Das Bundesjustizministerium verwies auf Anfrage auf den Text der Gesetzesbegründung. Dort wird die Häufigkeit von Komplikationen mit 0,2 bis 2 Prozent angegeben. Der Düsseldorfer Neurologe Matthias Franz sagte der F.A.S., die Beschneidungsopfer würden durch solche Fehlinformationen „ein zweites Mal übergangen und verletzt“.

Die Kritiker wiesen gegenüber der F.A.S. auch die Darstellung der Ministerin zurück, sie seien gehört und an der Gesetzgebung beteiligt worden. „Es ist einzigartig, dass ein solches Gesetz derart durchgepeitscht wird“, sagte Georg Ehrmann, Vorstandsvorsitzender der Deutschen Kinderhilfe. Volker von Loewenich von der Deutschen Akademie für Kinder und Jugendmedizin (DAKJ), sagte, die Anhörung des Bundesjustizministeriums im September, zu der auch einige Kritiker geladen waren, sei eine „Alibiveranstaltung“ gewesen. „Der politische Wille stand im Vorhinein fest. Es ging nie darum, eine gute Lösung im Sinne der betroffenen Kinder zu finden, sondern darum, Zwist zu vermeiden“, so von Loewenich.

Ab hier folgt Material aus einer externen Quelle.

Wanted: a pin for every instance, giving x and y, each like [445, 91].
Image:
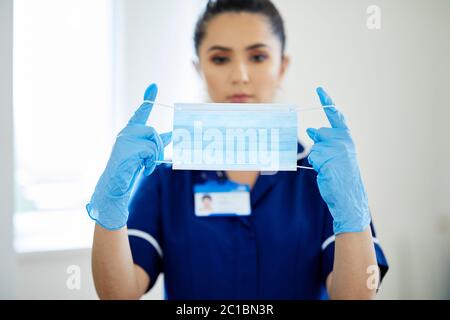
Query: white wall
[7, 272]
[392, 85]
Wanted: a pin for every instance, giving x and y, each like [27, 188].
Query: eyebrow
[252, 47]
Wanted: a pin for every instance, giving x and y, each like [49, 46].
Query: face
[240, 59]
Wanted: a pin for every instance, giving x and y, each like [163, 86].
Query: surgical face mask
[235, 137]
[250, 137]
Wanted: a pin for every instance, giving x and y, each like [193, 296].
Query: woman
[309, 235]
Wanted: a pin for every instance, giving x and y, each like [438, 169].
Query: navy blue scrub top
[283, 250]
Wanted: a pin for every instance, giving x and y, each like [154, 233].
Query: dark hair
[217, 7]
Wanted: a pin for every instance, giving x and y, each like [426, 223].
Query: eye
[258, 58]
[220, 60]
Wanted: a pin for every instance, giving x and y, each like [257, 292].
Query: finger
[325, 99]
[325, 134]
[335, 117]
[166, 138]
[312, 133]
[141, 115]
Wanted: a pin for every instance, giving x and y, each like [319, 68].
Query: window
[63, 117]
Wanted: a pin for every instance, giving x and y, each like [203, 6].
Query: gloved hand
[333, 156]
[137, 146]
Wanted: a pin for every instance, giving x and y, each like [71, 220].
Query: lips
[240, 98]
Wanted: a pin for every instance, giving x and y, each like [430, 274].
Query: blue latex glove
[137, 146]
[333, 156]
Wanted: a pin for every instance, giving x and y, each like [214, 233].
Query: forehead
[239, 30]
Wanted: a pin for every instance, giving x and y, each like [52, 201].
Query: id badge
[222, 199]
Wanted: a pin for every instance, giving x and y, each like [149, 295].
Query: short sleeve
[144, 225]
[327, 249]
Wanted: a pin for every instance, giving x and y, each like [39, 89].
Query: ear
[284, 66]
[196, 65]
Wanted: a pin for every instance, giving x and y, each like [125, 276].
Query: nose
[240, 73]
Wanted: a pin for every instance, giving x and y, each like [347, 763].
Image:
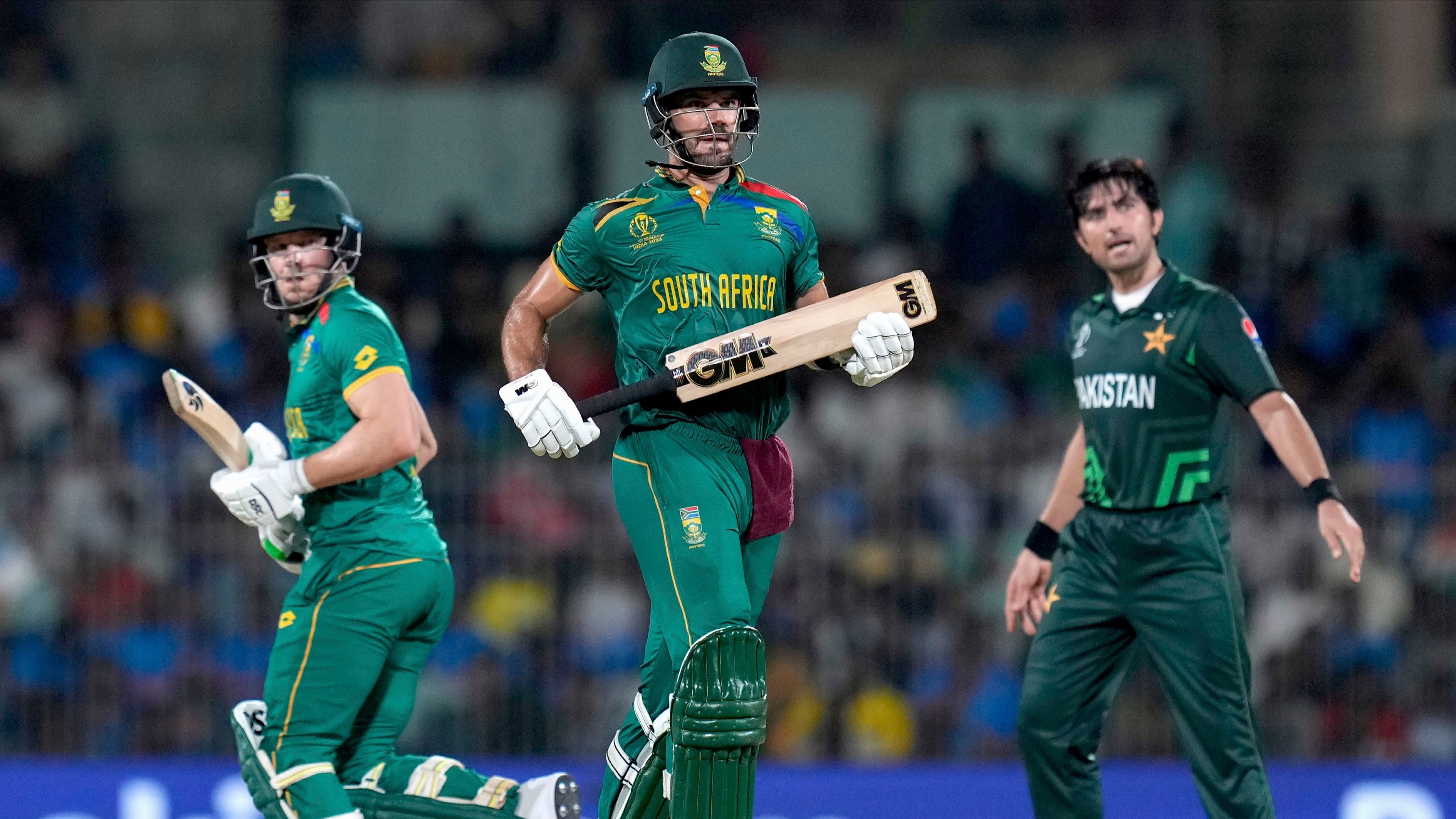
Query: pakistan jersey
[347, 344]
[679, 267]
[1149, 383]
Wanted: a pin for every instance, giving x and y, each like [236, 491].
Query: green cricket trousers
[686, 500]
[1164, 581]
[354, 633]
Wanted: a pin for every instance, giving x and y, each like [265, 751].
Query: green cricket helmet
[697, 62]
[303, 201]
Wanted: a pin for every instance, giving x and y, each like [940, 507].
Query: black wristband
[1043, 540]
[1320, 491]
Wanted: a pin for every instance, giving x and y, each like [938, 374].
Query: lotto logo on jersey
[694, 533]
[1251, 331]
[366, 357]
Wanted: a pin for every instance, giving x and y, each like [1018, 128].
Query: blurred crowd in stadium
[134, 610]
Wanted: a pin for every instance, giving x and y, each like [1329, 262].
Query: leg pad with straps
[641, 793]
[718, 722]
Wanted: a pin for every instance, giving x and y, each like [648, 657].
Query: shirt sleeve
[363, 347]
[577, 257]
[804, 271]
[1229, 354]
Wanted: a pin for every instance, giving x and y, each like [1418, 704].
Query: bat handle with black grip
[630, 395]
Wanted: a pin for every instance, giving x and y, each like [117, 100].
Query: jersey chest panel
[1145, 408]
[315, 411]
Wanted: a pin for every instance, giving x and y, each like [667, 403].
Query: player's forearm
[1066, 494]
[428, 447]
[523, 339]
[1291, 437]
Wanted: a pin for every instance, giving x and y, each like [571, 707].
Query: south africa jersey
[679, 267]
[1149, 383]
[347, 344]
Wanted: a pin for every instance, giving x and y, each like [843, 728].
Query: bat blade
[796, 338]
[207, 418]
[774, 345]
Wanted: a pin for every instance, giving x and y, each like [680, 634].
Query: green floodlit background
[1308, 161]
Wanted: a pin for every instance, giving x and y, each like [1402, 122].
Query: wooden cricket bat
[207, 418]
[774, 345]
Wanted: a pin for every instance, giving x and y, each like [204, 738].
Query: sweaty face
[1117, 229]
[708, 120]
[299, 262]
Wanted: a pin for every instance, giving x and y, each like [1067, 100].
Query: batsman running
[1144, 549]
[347, 514]
[704, 488]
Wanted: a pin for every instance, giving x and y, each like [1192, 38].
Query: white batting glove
[263, 494]
[264, 446]
[883, 347]
[287, 542]
[547, 416]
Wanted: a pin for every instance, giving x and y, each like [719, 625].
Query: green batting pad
[647, 799]
[375, 805]
[718, 723]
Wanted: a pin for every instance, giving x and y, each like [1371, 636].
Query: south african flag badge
[694, 533]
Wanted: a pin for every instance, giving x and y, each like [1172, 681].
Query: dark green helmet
[695, 62]
[303, 201]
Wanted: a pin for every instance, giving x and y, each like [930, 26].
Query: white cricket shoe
[554, 796]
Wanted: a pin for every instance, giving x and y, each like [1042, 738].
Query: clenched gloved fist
[883, 347]
[287, 542]
[263, 494]
[547, 416]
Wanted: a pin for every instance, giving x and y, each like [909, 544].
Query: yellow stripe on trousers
[666, 549]
[308, 648]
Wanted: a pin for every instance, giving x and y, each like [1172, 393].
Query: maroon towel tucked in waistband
[771, 470]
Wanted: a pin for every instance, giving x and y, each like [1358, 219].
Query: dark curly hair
[1130, 171]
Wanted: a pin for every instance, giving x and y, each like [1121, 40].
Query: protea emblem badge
[714, 62]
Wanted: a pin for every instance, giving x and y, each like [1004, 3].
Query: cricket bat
[207, 418]
[774, 345]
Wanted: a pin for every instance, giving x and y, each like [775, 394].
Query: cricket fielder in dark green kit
[1144, 549]
[705, 489]
[347, 514]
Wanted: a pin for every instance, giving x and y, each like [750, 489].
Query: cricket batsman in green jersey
[705, 489]
[1144, 549]
[347, 514]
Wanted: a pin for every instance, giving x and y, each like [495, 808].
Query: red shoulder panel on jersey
[771, 191]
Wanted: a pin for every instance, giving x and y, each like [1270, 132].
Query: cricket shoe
[554, 796]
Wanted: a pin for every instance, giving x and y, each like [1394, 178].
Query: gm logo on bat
[710, 367]
[193, 399]
[909, 299]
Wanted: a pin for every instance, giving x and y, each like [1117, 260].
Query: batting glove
[883, 347]
[547, 416]
[263, 446]
[263, 494]
[287, 542]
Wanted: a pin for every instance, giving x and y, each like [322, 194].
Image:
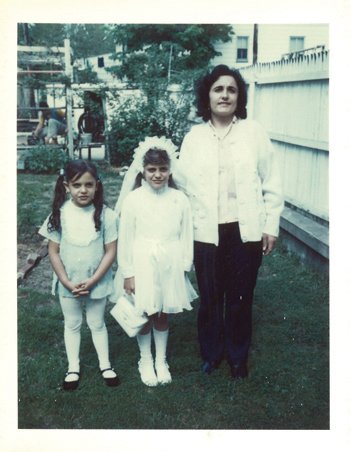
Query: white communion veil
[137, 167]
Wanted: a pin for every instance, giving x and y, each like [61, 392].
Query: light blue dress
[82, 247]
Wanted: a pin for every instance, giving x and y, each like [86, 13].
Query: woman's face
[223, 97]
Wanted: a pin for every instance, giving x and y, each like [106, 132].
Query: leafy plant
[139, 118]
[46, 159]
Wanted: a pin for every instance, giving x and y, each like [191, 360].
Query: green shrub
[137, 118]
[28, 213]
[46, 159]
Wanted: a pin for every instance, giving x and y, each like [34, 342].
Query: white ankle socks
[162, 368]
[146, 363]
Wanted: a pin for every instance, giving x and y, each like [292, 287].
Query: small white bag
[125, 314]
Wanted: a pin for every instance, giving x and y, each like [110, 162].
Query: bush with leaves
[158, 115]
[46, 160]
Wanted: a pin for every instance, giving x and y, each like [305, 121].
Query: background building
[273, 42]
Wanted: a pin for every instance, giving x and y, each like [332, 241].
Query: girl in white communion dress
[155, 250]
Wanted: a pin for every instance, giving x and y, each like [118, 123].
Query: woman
[228, 169]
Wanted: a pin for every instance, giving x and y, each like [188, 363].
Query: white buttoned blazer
[257, 180]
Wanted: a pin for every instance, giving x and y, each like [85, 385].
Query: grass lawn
[288, 384]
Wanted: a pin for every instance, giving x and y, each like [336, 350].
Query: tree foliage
[153, 50]
[152, 59]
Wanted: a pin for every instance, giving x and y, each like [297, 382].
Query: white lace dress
[155, 245]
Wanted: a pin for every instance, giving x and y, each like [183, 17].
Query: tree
[155, 49]
[154, 57]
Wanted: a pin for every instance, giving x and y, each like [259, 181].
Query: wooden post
[34, 115]
[69, 72]
[107, 149]
[255, 44]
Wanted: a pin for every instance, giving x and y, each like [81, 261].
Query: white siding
[273, 41]
[290, 99]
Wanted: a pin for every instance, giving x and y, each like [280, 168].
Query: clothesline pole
[69, 72]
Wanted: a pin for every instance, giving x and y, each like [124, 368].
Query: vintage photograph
[173, 226]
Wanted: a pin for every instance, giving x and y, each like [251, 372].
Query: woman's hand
[268, 243]
[129, 285]
[84, 287]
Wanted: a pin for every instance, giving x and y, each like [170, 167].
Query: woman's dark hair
[74, 170]
[155, 156]
[203, 86]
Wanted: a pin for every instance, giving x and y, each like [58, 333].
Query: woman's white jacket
[257, 180]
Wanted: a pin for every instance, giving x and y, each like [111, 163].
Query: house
[274, 42]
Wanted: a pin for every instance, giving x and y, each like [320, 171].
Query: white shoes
[148, 375]
[147, 372]
[163, 373]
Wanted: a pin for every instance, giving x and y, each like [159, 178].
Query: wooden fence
[290, 99]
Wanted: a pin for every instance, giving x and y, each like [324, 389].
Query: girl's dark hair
[155, 156]
[74, 170]
[203, 86]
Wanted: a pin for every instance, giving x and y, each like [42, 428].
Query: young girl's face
[157, 175]
[82, 190]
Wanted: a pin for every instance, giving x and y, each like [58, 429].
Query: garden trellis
[55, 55]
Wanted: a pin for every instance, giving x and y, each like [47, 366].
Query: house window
[296, 43]
[242, 45]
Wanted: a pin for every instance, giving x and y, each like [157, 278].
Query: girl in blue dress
[82, 235]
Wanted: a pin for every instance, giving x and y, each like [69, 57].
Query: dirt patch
[40, 278]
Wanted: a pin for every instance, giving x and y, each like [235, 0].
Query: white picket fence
[290, 99]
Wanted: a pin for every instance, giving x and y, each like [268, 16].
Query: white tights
[73, 314]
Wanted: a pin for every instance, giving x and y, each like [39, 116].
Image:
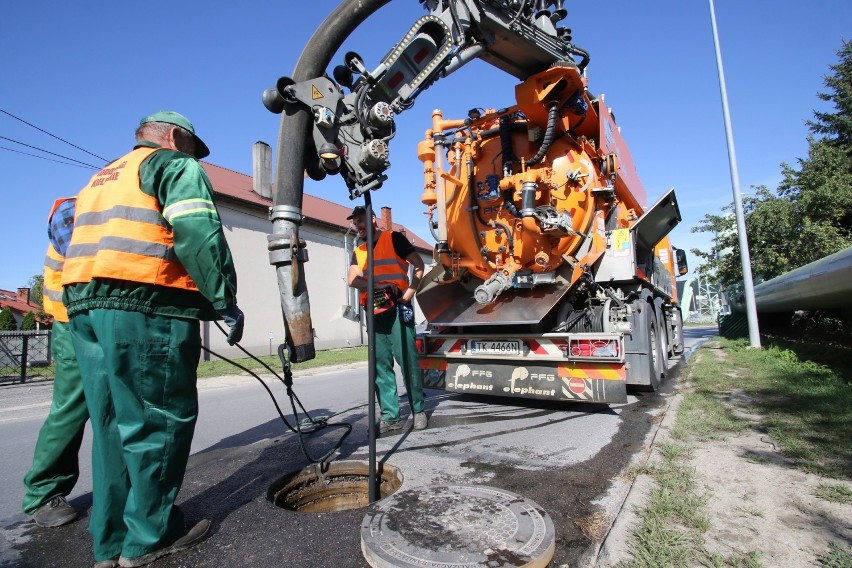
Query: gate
[25, 354]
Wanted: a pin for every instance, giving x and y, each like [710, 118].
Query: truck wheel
[655, 358]
[663, 339]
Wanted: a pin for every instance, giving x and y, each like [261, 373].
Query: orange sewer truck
[554, 279]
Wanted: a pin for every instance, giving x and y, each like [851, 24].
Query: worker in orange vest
[394, 327]
[148, 260]
[55, 468]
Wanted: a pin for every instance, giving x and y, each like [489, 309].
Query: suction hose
[285, 248]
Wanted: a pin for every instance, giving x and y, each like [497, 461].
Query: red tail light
[593, 348]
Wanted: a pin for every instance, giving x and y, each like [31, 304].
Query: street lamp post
[751, 310]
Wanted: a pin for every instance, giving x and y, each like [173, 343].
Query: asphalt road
[565, 457]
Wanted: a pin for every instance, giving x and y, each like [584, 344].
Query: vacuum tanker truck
[553, 277]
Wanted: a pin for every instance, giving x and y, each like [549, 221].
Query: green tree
[29, 322]
[37, 296]
[7, 320]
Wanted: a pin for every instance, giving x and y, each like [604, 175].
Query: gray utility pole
[751, 310]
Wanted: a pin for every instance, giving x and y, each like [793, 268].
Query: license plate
[495, 347]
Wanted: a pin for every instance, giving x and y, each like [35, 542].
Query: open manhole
[338, 486]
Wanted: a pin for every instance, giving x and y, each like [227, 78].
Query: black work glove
[234, 319]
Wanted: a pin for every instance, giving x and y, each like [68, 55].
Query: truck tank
[553, 279]
[523, 197]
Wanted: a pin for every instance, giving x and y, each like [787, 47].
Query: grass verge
[803, 404]
[329, 357]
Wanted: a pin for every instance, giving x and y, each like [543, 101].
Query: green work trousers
[139, 375]
[55, 466]
[395, 340]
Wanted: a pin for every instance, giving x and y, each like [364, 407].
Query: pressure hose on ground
[314, 424]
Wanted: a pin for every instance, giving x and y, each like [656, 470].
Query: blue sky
[88, 71]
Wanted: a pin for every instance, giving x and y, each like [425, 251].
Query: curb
[613, 548]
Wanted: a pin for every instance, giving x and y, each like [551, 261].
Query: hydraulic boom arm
[327, 130]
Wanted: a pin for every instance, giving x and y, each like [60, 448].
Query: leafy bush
[7, 320]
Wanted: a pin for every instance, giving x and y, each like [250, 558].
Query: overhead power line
[51, 153]
[53, 135]
[46, 158]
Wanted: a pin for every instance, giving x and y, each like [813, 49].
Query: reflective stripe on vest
[120, 233]
[52, 285]
[387, 266]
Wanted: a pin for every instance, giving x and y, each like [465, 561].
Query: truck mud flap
[578, 382]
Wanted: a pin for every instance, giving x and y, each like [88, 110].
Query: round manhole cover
[463, 526]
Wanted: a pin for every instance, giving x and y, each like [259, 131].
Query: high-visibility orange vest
[120, 232]
[387, 266]
[51, 287]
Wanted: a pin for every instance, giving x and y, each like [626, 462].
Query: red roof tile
[9, 299]
[235, 185]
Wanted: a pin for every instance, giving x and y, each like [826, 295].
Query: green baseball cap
[172, 117]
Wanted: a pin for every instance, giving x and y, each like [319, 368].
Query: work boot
[55, 513]
[420, 421]
[196, 534]
[386, 426]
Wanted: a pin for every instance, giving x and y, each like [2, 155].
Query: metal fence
[24, 355]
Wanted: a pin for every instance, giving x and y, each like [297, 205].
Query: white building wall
[257, 286]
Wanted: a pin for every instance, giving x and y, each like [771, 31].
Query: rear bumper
[546, 380]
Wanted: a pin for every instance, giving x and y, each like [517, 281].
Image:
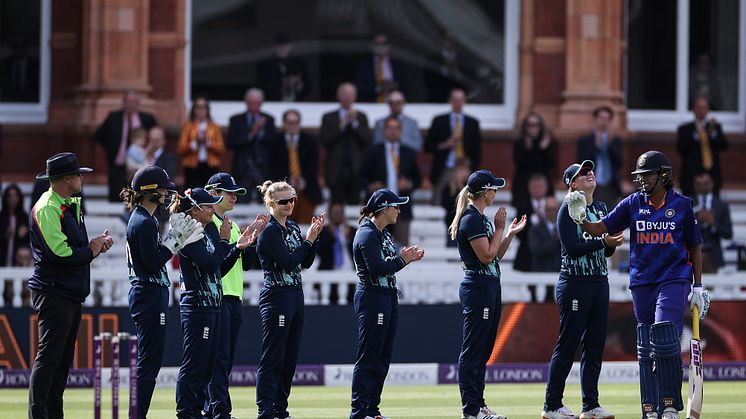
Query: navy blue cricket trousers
[584, 316]
[481, 301]
[218, 404]
[197, 362]
[148, 305]
[377, 311]
[281, 313]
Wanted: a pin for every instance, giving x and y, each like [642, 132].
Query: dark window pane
[301, 50]
[19, 50]
[651, 63]
[713, 52]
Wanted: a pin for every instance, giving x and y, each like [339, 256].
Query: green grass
[723, 400]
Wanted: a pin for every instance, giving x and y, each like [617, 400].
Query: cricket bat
[696, 376]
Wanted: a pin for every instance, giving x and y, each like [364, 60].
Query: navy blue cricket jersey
[660, 238]
[376, 260]
[146, 256]
[474, 225]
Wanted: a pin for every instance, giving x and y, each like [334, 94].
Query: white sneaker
[597, 413]
[561, 413]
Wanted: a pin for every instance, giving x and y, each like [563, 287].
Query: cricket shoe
[561, 413]
[597, 413]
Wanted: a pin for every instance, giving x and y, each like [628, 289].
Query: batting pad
[648, 384]
[667, 355]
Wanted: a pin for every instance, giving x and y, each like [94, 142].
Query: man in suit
[345, 136]
[378, 74]
[393, 165]
[700, 142]
[113, 136]
[605, 150]
[294, 156]
[410, 135]
[713, 215]
[452, 136]
[249, 135]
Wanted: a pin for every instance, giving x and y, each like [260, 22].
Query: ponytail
[462, 200]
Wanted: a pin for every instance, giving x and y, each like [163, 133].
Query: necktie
[293, 159]
[704, 144]
[458, 134]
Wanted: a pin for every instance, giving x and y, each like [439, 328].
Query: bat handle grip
[695, 322]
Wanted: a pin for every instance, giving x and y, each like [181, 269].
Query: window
[24, 60]
[427, 48]
[679, 49]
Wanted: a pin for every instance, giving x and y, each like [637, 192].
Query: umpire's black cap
[150, 178]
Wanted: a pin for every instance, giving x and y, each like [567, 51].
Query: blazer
[343, 146]
[374, 170]
[109, 133]
[308, 154]
[440, 131]
[587, 150]
[410, 134]
[215, 146]
[687, 144]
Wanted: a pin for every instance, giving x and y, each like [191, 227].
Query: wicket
[98, 360]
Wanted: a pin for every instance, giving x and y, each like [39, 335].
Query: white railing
[422, 283]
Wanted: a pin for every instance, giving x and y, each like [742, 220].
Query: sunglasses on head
[287, 201]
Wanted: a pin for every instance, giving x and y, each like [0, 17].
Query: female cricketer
[583, 298]
[376, 300]
[480, 245]
[282, 253]
[665, 255]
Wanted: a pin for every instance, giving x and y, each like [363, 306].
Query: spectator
[605, 150]
[543, 240]
[378, 74]
[13, 225]
[411, 136]
[249, 135]
[136, 151]
[713, 215]
[700, 142]
[452, 137]
[294, 156]
[538, 189]
[533, 152]
[393, 166]
[113, 136]
[157, 155]
[201, 145]
[282, 77]
[450, 193]
[345, 136]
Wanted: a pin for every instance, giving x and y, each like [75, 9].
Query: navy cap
[383, 198]
[151, 178]
[572, 171]
[224, 182]
[482, 180]
[199, 196]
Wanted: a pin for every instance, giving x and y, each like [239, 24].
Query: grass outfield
[723, 400]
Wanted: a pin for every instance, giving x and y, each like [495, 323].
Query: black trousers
[59, 319]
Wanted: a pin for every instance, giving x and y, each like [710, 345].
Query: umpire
[61, 280]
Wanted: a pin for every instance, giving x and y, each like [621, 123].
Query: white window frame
[493, 117]
[35, 113]
[669, 120]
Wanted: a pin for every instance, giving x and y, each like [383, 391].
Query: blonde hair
[269, 190]
[462, 200]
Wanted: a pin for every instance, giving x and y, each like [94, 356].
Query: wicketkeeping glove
[576, 206]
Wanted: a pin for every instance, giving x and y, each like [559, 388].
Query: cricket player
[665, 256]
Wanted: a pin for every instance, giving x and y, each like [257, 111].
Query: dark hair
[603, 108]
[207, 105]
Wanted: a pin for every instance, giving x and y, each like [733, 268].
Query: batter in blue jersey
[665, 264]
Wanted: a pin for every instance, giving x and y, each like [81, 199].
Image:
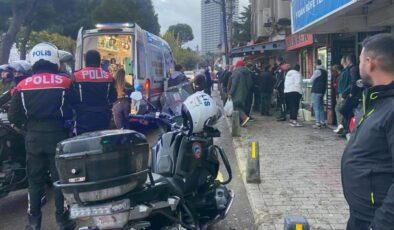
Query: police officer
[19, 71]
[42, 104]
[96, 93]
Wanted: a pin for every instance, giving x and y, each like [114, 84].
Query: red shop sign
[298, 40]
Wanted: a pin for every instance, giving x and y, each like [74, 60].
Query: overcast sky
[172, 12]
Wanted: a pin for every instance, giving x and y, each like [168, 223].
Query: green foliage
[62, 42]
[183, 32]
[242, 29]
[185, 57]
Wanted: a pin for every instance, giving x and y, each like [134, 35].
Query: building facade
[212, 35]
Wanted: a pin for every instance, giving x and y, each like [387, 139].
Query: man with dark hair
[279, 76]
[96, 91]
[319, 87]
[367, 162]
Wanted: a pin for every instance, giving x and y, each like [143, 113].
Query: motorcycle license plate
[118, 220]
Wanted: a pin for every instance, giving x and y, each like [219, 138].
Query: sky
[172, 12]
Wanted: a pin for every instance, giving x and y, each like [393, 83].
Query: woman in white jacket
[293, 93]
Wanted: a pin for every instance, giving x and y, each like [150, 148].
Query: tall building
[212, 24]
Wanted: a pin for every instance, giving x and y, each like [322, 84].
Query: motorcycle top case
[86, 160]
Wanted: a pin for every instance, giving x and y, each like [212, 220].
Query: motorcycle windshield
[173, 98]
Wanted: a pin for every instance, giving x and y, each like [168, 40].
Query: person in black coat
[367, 163]
[266, 84]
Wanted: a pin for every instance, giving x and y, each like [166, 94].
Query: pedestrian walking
[352, 94]
[122, 106]
[241, 84]
[266, 84]
[208, 79]
[279, 87]
[42, 103]
[367, 162]
[342, 84]
[293, 93]
[96, 92]
[319, 87]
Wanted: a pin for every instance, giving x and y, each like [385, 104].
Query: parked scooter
[103, 174]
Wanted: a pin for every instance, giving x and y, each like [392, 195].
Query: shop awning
[341, 16]
[258, 48]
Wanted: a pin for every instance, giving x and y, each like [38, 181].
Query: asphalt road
[13, 207]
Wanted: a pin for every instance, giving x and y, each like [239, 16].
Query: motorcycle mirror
[137, 96]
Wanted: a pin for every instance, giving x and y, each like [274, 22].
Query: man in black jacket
[279, 86]
[266, 85]
[368, 160]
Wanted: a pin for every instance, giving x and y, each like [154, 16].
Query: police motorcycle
[106, 177]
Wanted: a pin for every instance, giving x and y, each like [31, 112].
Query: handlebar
[162, 118]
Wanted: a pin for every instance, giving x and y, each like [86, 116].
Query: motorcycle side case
[98, 156]
[164, 154]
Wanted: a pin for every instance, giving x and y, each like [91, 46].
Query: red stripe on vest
[44, 81]
[93, 74]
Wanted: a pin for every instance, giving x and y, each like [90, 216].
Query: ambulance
[146, 58]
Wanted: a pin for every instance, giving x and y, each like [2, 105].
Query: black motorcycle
[12, 157]
[106, 178]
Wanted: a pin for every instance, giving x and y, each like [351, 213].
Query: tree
[185, 57]
[20, 10]
[183, 32]
[242, 30]
[138, 11]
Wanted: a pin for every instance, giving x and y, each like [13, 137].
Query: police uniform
[42, 103]
[96, 93]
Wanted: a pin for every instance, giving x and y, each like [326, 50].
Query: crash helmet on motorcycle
[44, 55]
[6, 73]
[200, 111]
[21, 67]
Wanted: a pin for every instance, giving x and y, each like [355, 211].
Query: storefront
[344, 24]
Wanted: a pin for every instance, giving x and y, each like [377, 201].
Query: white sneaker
[338, 129]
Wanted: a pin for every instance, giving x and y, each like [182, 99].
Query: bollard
[296, 223]
[253, 164]
[235, 124]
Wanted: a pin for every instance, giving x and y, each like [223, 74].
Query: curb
[241, 157]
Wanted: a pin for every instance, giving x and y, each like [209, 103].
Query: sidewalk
[300, 173]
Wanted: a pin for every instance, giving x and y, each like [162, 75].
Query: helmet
[44, 51]
[199, 111]
[4, 67]
[20, 66]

Der Neurologe Matthias Franz sagte, es habe eine „hermetische Intransparenz“ gegeben, bei der Kritiker, besonders Betroffene, nicht gehört worden seien. Von einem „atemberaubenden Tempo“ bei der Gesetzgebung sprach Raju Sharma (Linkspartei). Marlene Rupprecht (SPD) führte die Eile beim Beschneidungsgesetz auf politischen Opportunismus zurück: „Gesetze werden dann schnell gemacht, wenn es politisch opportun erscheint und wenn befürchtet wird, dass von außen Widerstand kommen könnte“, sagte sie der F.A.S.

Der Strafrechtler Reinhard Merkel hält das Beschneidungsgesetz für verfassungswidrig. Es verstoße gegen Artikel 3 des Grundgesetzes, gegen die Gleichberechtigung von Mann und Frau. Zudem werde das Recht auf körperliche Unversehrtheit auf nicht legitimierbare Weise verletzt.